5. FPRG warrants to its Customers that the work performed will be free from defects in workmanship at the time that FPRG completes the product. This warranty shall remain in effect for a period of one (1) year from the date the Airworthiness Certificate was issued, or until such time that the warranted item is altered or rendered unsuitable for its intended use, whichever occurs first. FPRG warrants that all repairs will be accomplished in accordance to the appropriate manufacturer’s manual and FAA approved data. If during the repair process a part is deemed not repairable due to a negligent act on behalf of FPRG. FPRG will pay for the cost of a replacement part at current “As Removed” market value. FPRG shall not be liable for any defects if the part has been altered, overhauled, or repaired (or has been tampered with) by other entities other than FPRG during the warranty period. This Limited Warranty does not apply to failure that is caused in whole or in part by the failure of another aircraft part, component, system, or Foreign Object Damage. Any defect/s that arise due to poor workmanship, errors, or omissions during the warranty period will be corrected at no charge by FPRG. FPRG will pay all freight charges incurred in the return of the material from and to any point in the United States. There are no other warranties expressed or implied. No reimbursement or other compensation will be given for consequential damages, delay, or loss of use. This warranty will not apply in cases where improper storage, installation, misuse, neglect, accidents, incidents or an act of war or terrorism rendered the product defective. This Limited Warranty shall be governed by the laws of the State of Florida. All enforcement action must be brought in Miami-Dade County, Florida, U.S.A.

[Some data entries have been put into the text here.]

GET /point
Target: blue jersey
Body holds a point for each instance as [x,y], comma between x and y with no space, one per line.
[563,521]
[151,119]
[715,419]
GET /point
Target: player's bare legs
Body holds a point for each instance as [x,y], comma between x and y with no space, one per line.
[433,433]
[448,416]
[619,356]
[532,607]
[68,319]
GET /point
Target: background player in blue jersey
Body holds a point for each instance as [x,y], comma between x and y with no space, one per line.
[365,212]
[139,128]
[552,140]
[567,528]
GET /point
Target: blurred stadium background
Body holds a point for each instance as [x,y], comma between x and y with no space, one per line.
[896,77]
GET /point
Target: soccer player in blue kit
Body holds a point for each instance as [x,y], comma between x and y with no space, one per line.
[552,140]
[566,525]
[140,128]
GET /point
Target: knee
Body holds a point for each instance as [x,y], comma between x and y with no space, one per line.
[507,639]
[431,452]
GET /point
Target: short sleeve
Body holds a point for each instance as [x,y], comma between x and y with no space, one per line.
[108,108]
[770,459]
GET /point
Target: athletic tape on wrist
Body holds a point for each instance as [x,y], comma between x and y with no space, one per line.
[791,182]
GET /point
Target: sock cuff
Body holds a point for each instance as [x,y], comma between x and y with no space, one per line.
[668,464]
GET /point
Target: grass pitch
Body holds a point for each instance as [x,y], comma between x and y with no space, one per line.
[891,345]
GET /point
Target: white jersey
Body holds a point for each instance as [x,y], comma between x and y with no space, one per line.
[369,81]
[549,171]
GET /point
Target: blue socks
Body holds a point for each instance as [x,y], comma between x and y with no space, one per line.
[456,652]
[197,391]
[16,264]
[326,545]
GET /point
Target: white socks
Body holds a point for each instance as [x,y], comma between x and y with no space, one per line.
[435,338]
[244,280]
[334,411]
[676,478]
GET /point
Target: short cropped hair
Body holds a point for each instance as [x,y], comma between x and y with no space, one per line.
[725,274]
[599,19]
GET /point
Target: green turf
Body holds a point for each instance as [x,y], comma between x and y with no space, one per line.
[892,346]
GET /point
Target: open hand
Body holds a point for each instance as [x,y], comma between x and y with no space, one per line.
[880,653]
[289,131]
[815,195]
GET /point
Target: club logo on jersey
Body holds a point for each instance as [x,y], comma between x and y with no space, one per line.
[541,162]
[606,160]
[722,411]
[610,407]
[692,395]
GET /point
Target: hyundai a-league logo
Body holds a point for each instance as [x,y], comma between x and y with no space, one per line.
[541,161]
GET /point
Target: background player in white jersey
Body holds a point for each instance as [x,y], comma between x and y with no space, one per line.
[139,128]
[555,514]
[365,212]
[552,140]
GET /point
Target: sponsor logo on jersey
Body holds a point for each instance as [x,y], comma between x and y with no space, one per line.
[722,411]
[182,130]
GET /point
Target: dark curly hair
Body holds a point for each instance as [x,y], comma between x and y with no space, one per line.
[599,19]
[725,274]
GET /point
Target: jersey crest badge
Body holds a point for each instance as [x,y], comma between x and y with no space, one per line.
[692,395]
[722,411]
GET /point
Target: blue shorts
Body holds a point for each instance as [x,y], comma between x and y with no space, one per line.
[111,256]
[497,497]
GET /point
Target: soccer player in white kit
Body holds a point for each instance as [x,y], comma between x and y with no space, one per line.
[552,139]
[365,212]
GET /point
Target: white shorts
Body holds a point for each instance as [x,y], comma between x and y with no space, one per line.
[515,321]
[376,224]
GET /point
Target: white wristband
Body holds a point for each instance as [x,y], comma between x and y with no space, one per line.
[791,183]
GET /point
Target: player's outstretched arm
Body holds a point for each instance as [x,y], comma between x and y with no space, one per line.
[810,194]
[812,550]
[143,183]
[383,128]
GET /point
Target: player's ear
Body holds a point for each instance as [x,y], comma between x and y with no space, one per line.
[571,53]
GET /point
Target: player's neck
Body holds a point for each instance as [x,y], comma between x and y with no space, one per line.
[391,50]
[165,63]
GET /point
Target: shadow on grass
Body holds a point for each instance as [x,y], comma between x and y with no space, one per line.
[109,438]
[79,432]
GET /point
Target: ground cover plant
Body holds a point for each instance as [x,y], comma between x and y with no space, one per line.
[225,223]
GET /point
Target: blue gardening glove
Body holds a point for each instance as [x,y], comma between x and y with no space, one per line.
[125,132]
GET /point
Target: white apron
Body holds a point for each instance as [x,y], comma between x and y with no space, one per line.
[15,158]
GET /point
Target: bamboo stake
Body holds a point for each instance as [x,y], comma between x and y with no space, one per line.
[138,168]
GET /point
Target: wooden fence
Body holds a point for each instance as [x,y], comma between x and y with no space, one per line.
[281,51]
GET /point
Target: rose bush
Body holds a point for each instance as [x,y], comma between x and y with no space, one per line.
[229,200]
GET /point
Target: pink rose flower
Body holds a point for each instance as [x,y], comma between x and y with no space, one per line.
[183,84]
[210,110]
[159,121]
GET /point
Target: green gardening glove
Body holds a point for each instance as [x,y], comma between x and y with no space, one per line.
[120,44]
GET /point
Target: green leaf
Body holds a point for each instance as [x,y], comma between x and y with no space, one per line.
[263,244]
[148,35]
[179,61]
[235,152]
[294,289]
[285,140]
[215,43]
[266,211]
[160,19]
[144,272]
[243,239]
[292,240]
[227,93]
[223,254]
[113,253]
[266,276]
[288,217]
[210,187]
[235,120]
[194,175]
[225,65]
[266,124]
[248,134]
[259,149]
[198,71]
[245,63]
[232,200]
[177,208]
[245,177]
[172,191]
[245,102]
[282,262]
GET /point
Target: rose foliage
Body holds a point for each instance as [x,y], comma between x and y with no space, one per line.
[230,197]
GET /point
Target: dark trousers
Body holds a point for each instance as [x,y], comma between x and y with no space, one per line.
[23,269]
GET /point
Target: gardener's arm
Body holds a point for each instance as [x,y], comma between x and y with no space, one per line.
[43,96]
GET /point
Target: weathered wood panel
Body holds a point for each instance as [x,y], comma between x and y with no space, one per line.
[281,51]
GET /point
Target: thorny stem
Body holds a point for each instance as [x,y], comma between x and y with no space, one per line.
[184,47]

6. The Customer shall defend, indemnify, and hold harmless FPRG against all losses, claims, suits, judgments, costs, and expenses, including but not limited to attorney’s fees and all associated costs therewith, which may accrue against FPRG by virtue of a claim by a third party for injury or death to person or damage to property as a result of negligent performance or non–performance by FPRG of its obligations under this agreement, except to the extent that such injury, death, or damage is caused solely and directly due to FPRG recklessness or willful misconduct. If customer furnishes or transfers any product(s) to any third party (“Transferee”), Customer shall obtain Transferee a written enforceable provision affording FPRG the protection of this article. If customer fails to obtain such agreement from Transferee, Customer shall indemnify and hold FPRG harmless for all claims made by Transferee.
7. The Customer agrees to obtain and maintain in full force the following insurances: “All Risk’s Insurance”, “All Property Insurance”, and comprehensive “Legal Liability Insurance” in favor of FPRG, its personnel, and/or Subcontractors. The Customer waives subrogation claims against FPRG and its subcontractors.